Behind it a visitor comes to the huge Mao Mausoleum that “opens” the entrance to limitless Tiananmen Square of almost 40 hectares (The Main, Great South gate)! In the center of it the stone column of the People’s Heroes Memorial Monument was erected. Standing with your face to Gugun, you have on your left hand the Great Hall of the People representatives, where the Party congresses are held, and to the right – the China National Museum.
This is of course “official” Beijing. But on coming to those towers, gates and monuments and memorials, a man goes through some parallel streets and lanes that cross the main avenue. Those are market streets with restored trade houses of the 19th century, where every person can buy famous Chinese silks, pearls, porcelain and many other consumer goods, as in any Chinese or Oriental “bazaar”.
To the north of Tiananmen square a tourist approaches the sacred center of Beijing – the medieval imperial Forbidden City that is encircled by a channel. To the left of it there is the Northern Park or Beihai. We discussed “dong” and “xi” – east and west in Chinese. South and north are called “an/nan” and “bei”. Beijing is “northern” city, capital, and Nankin – the “southern”. The northern capital of Taiwan bears the name Taipei and the city on the southern tip of the island – Tainan.
The park Beihai near Gugun has three ponds or lakes – “hais”. The northernmost is Beihai itself, the southernmost naturally – Nanhai. And between them there lies Zhonghai, or “Stately” one. To the left of the main gate of Gugun you can walk through the Zhong Shan Park or the park of the State Mount. It is quite natural that “zhong” in Chinese is written using the character “sun”. To the north of Gugun, tourists climb the rather high hill Jing Shan, whose name translates as “Charcoal Mountain”. In old times people fired logs of pine to get charcoal for the imperial kitchens and furnaces and heaters. It’s rather hard to imagine, but in Beijing there are many snowy days in winter when you need a lot of heat.
Gugun is a huge city within its enclosure, which has almost one and a half thousand varied palaces, temples, concubine dwellings, baths and kitchens. The Chinese government gave more than two billion dollars to restore them and I think that the Chinese themselves as well as the Olympic guests were able to get pleasure in visiting the Forbidden City.
Temple of Heaven
To my regret, I haven’t got time and place enough to tell my reader of the many places of interest in modern Beijing – its twenty universities; a TV tower that is seen from a long distance; many skyscrapers, densely “carred” wide circular roads; or the magnificent Iheyuan Park with its white marble two-level imperial boat. Going by car to the north you come to the nearest part of the Great Wall. If you go in a little different direction you will come to another “pearl” of the Chinese capital – the cave of Peking man.

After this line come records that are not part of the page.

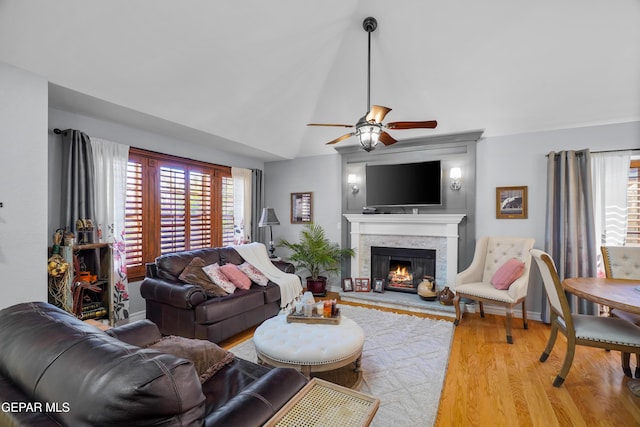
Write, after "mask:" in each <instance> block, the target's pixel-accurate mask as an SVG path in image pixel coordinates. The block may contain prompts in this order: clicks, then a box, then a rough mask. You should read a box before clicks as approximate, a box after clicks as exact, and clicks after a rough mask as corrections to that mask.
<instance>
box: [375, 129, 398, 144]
mask: <svg viewBox="0 0 640 427" xmlns="http://www.w3.org/2000/svg"><path fill="white" fill-rule="evenodd" d="M378 140H379V141H380V142H382V143H383V144H384V145H391V144H395V143H396V142H398V140H396V139H395V138H394V137H392V136H391V135H389V134H388V133H387V132H380V136H379V137H378Z"/></svg>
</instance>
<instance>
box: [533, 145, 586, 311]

Some words on the Beijing metro. When I visited the capital there were only two lines – a circular one and east-west line. Last year I heard that they will have three more for the convenience of the Olympic guests. They constructed the third terminal of their international airport and it became the biggest in the world; its construction cost almost three billion dollars and the whole length of its three terminals is 3.2 km! The roof windows, when open, remind one of the scales of a fabulous dragon. The airport has a transportation centre that links it to the city’s metro system; it is very useful for our tourists and “chelnoki” because they can reach the Russian district of Beijing without any delay.
There are many other things to say of Beijing – the “Northern capital” of the great country, our eastern neighbour. Last year was a “Year of China” in our country and 2006 – a “Year of Russia” in China. And in the “special” Russian district many times I saw not only the characters “The Great Wall” but “Friendship” as well.